An increase will raise repayments for homeowners who have not fixed on to long-term deals and also hit house price growth amid lower levels of lending, the economy experts forecast.
The rise in mortgage rates will come off the back of the Bank of England raising the base rate to 1.75 per cent by 2020, according to Ed Stansfield, Chief Economist, at Capital Economics.
It’s widely thought core interest rates could rise in November for the first time in a decade, after the Bank’s Monetary Policy Committee (MPC) warned of a rise in the coming months.
A hike will likely raise the cost of borrowing through mortgages as well as credit cards and loans.
But rates are set to rise much faster than many families and businesses expect, Mr Stansfield warned.
He said: “We now expect the first rise in Bank Rate to come at November’s meeting.
“We have then pencilled in three hikes next year, and a further two for 2019.
“Thus, by the end of 2019 we expect Bank Rate to sit at 1.75 per cent.
“Accordingly, it seems almost certain that mortgage interest rates are now approaching a turning point.”
The average mortgage rate will hit 3.2 per cent by the end of 2019 from its current level of 1.95 per cent, according to Mr Stansfield.

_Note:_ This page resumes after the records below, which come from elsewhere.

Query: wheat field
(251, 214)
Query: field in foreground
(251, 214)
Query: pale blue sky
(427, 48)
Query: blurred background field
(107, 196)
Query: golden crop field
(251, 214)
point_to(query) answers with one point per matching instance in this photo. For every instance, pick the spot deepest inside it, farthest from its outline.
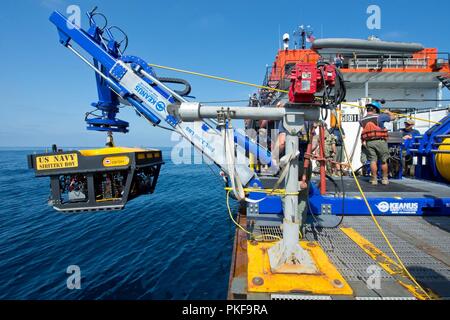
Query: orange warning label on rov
(57, 161)
(116, 161)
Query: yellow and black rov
(98, 179)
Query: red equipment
(307, 79)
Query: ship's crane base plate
(328, 281)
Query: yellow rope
(379, 226)
(265, 87)
(278, 192)
(216, 77)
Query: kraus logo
(398, 207)
(160, 106)
(144, 93)
(383, 206)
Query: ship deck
(422, 242)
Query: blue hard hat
(375, 104)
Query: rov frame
(100, 179)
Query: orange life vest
(371, 129)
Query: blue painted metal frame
(105, 58)
(425, 144)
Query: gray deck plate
(423, 243)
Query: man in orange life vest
(374, 138)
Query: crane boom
(134, 82)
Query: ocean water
(173, 244)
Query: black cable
(91, 19)
(124, 39)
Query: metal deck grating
(408, 235)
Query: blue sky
(46, 90)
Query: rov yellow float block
(260, 278)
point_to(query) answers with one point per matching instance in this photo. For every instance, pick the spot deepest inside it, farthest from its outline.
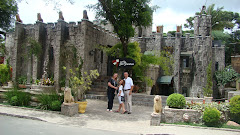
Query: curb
(26, 108)
(21, 116)
(211, 128)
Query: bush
(176, 100)
(56, 105)
(13, 100)
(235, 108)
(49, 101)
(18, 98)
(211, 117)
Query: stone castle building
(191, 56)
(61, 43)
(67, 44)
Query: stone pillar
(196, 25)
(188, 42)
(61, 25)
(177, 51)
(19, 37)
(159, 37)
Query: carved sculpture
(39, 18)
(85, 16)
(61, 16)
(179, 28)
(18, 18)
(157, 108)
(68, 98)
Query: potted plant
(80, 84)
(207, 91)
(22, 82)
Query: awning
(164, 80)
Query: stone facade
(191, 55)
(57, 41)
(171, 115)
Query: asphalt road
(19, 126)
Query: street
(20, 126)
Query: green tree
(123, 15)
(220, 19)
(228, 74)
(8, 10)
(208, 89)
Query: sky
(170, 13)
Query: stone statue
(68, 98)
(157, 108)
(60, 16)
(39, 18)
(179, 28)
(85, 16)
(18, 18)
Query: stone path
(96, 117)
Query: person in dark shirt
(112, 86)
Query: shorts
(121, 99)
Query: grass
(201, 125)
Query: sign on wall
(123, 62)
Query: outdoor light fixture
(91, 52)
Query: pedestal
(69, 110)
(155, 120)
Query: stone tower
(202, 53)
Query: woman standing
(112, 86)
(121, 97)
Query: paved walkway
(96, 117)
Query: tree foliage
(8, 10)
(220, 19)
(123, 15)
(142, 61)
(228, 74)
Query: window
(216, 66)
(51, 56)
(185, 62)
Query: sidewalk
(96, 117)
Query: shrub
(18, 98)
(48, 101)
(56, 105)
(211, 117)
(176, 100)
(13, 100)
(4, 73)
(235, 108)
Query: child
(121, 97)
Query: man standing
(128, 87)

He said the increase will hit house price growth but not send values crashing.
In a research note Mr Stansfield added: “We believe that employment levels will stay high and the growth outlook will improve.
“Add in the fact that, in recent times, new loans have been subject to affordability tests, and we do not think that such rate rises will drive up mortgage arrears or forced sales which could trigger house price falls.”